But virtio-blk multiqueue is 2.2 material, and so is coalescing of irqfd 
writes.  I think Kevin or Stefan should queue this patch (with the 
smp_mb optimization, IMHO) for block-next.

Paolo
Kevin Wolf July 4, 2014, 10:26 a.m. UTC | #5
Am 04.07.2014 um 09:27 hat Paolo Bonzini geschrieben:
> Il 04/07/2014 09:23, Ming Lei ha scritto:
> >I think it is good and better to go to 2.1, and it should save lots of
> >write syscall.
> >
> >Also should regression be caused, the per thread trick may be
> >resorted to, which should be simple.
> 
> If we have the "right" solution (which we do, unlike the plug/unplug
> case), and the benefit is there but limited, I don't see a reason to
> rush another patch in 2.1.
> 
> Some reasonable level of performance degradation or increased host
> CPU utilization was expected in 2.1; of course 40% is not
> reasonable.
> 
> >With multi virtqueue's coming for virtio-blk, it should save more, and I
> >also plan to use the improved qemu bh to help merge requests from
> >multi queue, without introducing extra notifier.
> 
> But virtio-blk multiqueue is 2.2 material, and so is coalescing of
> irqfd writes.  I think Kevin or Stefan should queue this patch (with
> the smp_mb optimization, IMHO) for block-next.

We have a rather long freeze phase this time (which I think is a good
thing).
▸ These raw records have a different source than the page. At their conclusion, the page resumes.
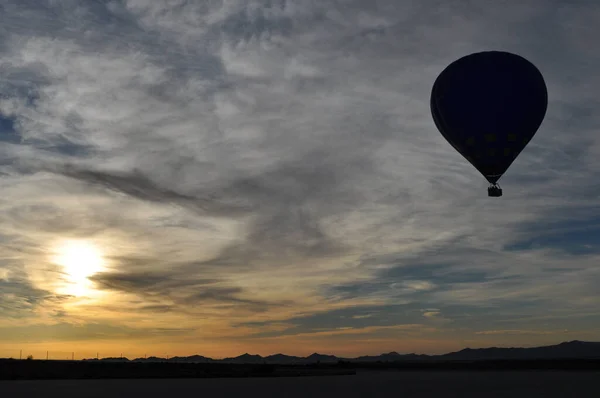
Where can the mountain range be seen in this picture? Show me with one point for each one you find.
(567, 350)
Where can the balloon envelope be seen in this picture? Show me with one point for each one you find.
(488, 106)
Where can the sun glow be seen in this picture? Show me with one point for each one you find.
(79, 260)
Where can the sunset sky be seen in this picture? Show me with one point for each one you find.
(220, 177)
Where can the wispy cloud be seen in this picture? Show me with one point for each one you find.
(277, 160)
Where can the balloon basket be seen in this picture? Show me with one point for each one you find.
(494, 191)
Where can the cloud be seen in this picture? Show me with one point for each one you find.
(278, 160)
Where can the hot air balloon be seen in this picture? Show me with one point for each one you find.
(488, 106)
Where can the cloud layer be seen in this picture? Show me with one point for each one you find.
(268, 173)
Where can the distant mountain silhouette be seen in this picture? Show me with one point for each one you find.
(245, 358)
(282, 359)
(567, 350)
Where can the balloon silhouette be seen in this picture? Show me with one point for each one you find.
(488, 106)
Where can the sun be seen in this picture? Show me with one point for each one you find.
(79, 260)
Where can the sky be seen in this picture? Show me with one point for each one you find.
(222, 177)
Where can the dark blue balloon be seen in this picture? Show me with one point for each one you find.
(488, 106)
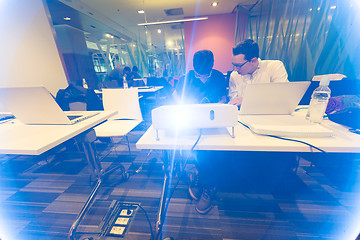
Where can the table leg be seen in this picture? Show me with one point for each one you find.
(166, 158)
(87, 140)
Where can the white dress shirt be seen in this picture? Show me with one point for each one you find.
(267, 71)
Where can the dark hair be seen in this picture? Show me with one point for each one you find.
(249, 48)
(203, 61)
(126, 69)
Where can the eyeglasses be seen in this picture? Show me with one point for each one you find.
(197, 75)
(241, 65)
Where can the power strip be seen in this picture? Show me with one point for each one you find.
(118, 219)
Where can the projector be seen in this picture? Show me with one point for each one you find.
(194, 116)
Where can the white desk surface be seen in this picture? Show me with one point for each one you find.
(18, 138)
(245, 140)
(116, 128)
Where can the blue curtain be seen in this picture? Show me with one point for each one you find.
(311, 37)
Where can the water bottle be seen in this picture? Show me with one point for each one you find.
(319, 101)
(125, 82)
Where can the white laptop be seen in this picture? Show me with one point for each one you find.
(35, 105)
(268, 108)
(272, 98)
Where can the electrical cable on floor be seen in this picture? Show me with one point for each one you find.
(282, 138)
(175, 186)
(140, 168)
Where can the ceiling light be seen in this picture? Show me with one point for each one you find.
(173, 21)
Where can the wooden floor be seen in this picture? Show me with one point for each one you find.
(40, 198)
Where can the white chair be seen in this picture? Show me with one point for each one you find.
(126, 103)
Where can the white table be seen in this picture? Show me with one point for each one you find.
(144, 89)
(220, 139)
(18, 138)
(343, 141)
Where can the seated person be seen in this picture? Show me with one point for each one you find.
(249, 68)
(203, 84)
(127, 75)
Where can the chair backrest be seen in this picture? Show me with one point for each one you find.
(124, 101)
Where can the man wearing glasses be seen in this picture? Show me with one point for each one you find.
(249, 68)
(203, 84)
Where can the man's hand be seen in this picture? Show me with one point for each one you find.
(236, 101)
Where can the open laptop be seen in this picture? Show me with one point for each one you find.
(272, 98)
(267, 108)
(35, 105)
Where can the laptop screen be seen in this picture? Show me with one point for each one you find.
(272, 98)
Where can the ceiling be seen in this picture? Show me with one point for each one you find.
(120, 17)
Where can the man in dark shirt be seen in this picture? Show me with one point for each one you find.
(202, 85)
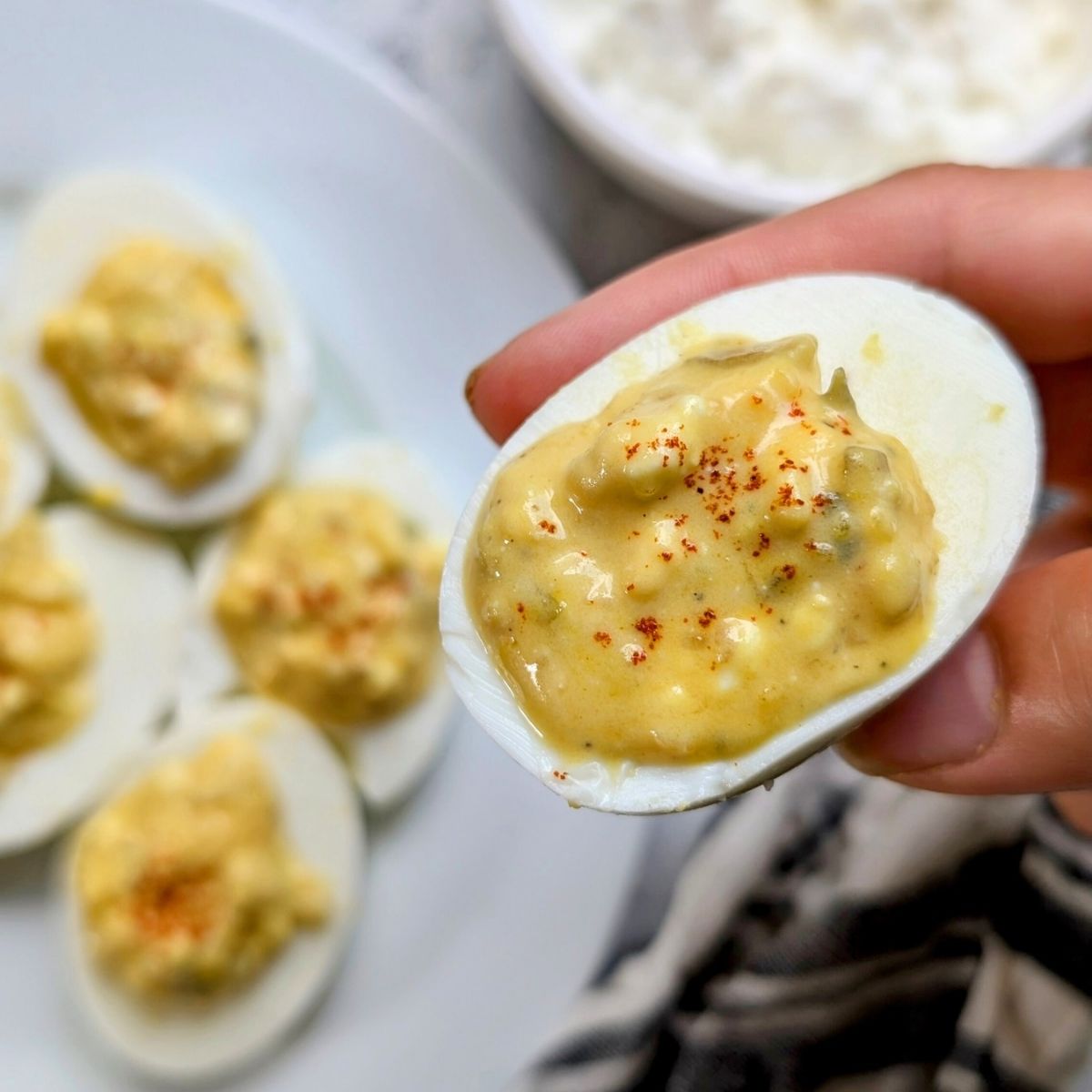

This patch fixes a regression, even if it may not be the most
important one because it is in experimental code. But I still think that
this time in the hard freeze is the right time to commit patches like
this. I would be very hesitant with such a patch like in the two weeks
before the release, but at this point I'm very open to including it.

All that requiring proper review and testing, of course. I reviewed it
and it looks good to me and Stefan seems to have reviewed it as well, so
I think it just needs a bit more testing.

Kevin
Paolo Bonzini July 4, 2014, 10:40 a.m. UTC | #6
> We have a rather long freeze phase this time (which I think is a good
> thing). This patch fixes a regression, even if it may not be the most
> important one because it is in experimental code. But I still think that
> this time in the hard freeze is the right time to commit patches like
> this. I would be very hesitant with such a patch like in the two weeks
> before the release, but at this point I'm very open to including it.
> 
> All that requiring proper review and testing, of course. I reviewed it
> and it looks good to me and Stefan seems to have reviewed it as well, so
> I think it just needs a bit more testing.

My judgement came from Ming saying that coroutine pools and plug/unplug
alone bring dataplane to the level of 2.0.  It doesn't surprise me that
write to eventfd is so optimized that it matters less than expected.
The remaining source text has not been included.